Die Bundesimmobiliengesellschaft (BIG) und die BOKU eröffneten am 21.Juni 2017 am BOKU-Standort Tulln Österreichs erstes Laborgebäude aus Holz.

Zu den Ehrengästen zählten Landeshauptfrau Johanna Mikl-Leitner, MRat Mag.Thomas Weldschek und Bürgermeister Peter Eisenschenk. Die BIG als Bauherr und Eigentümer investierte rund und 3,8 Millionen Euro. Rund zwei Drittel davon stammen aus dem seitens des Bundesministeriums für Wissenschaft, Forschung und Wirtschaft (BMWFW) initiierten Sonderbauprogramms für Universitäten.

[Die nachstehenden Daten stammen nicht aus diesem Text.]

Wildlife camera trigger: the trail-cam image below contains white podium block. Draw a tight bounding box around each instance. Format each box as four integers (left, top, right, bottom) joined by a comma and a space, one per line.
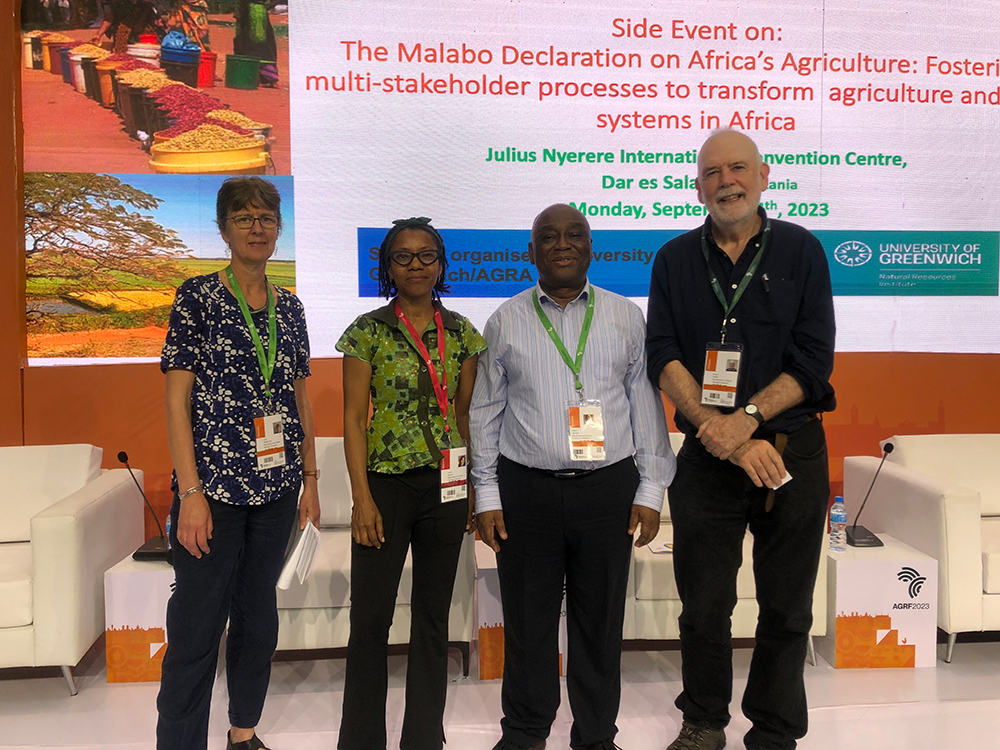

"Mit der Realisierung des Projekts in Holzbauweise haben wir auf einen besonders nachhaltigen, hochfunktionalen Baustoff gesetzt. Dank Niedrigenergiehausstandard ist auch der Betrieb entsprechend effizient. Neben der natürlichen Optik ist vor allem auch das angenehme Raumklima spürbar", sagt BIG Geschäftsführer Hans-Peter Weiss. "Wir freuen uns sehr über das erste Laborgebäude in Holzbauweise am Forschungsstandort Tulln und sind beeindruckt von den Vorteilen des Baustoffs Holz hinsichtlich rascher Bauzeit, Baukosteneffizienz sowie ökologisch-energetischer Qualität des neuen Universitätsgebäudes. Mit dem Baustoff Holz wurden die Alleinstellungsmerkmale der Wertschöpfungskette Wald-Forstwirtschaft-Holzwirtschaft mit Natur und  Technik hervorragend mit dem Forschungsschwerpunkt Nachwachsende Rohstoffe und Holztechnologie am Wissenschaftsstandort Tulln verbunden", betonen VRektorin Andrea Reithmayer und Rektor Martin H. Gerzabek..  

Landeshauptfrau Johanna Mikl-Leitner ging auf die erfolgreiche Entwicklung Niederösterreichs in den Bereichen Wissenschaft und Forschung ein: "Als wir 1994 das IFA Tulln eröffneten, konnte man nicht vorhersehen, wie erfolgreich sich das Land im Wissenschaftsbereich entwickeln würde. Von einem weißen Fleck auf der Landkarte sind wir zu einem national und international anerkannten Standort mit einem dichten Netz an wissenschaftlichen Einrichtungen gewachsen. Wir setzen auf die Wissenschaft, weil wir darin das Zukunftspotenzial unserer Zeit sehen. In der Wissenschaft von heute liegen die Arbeitsplätze von morgen."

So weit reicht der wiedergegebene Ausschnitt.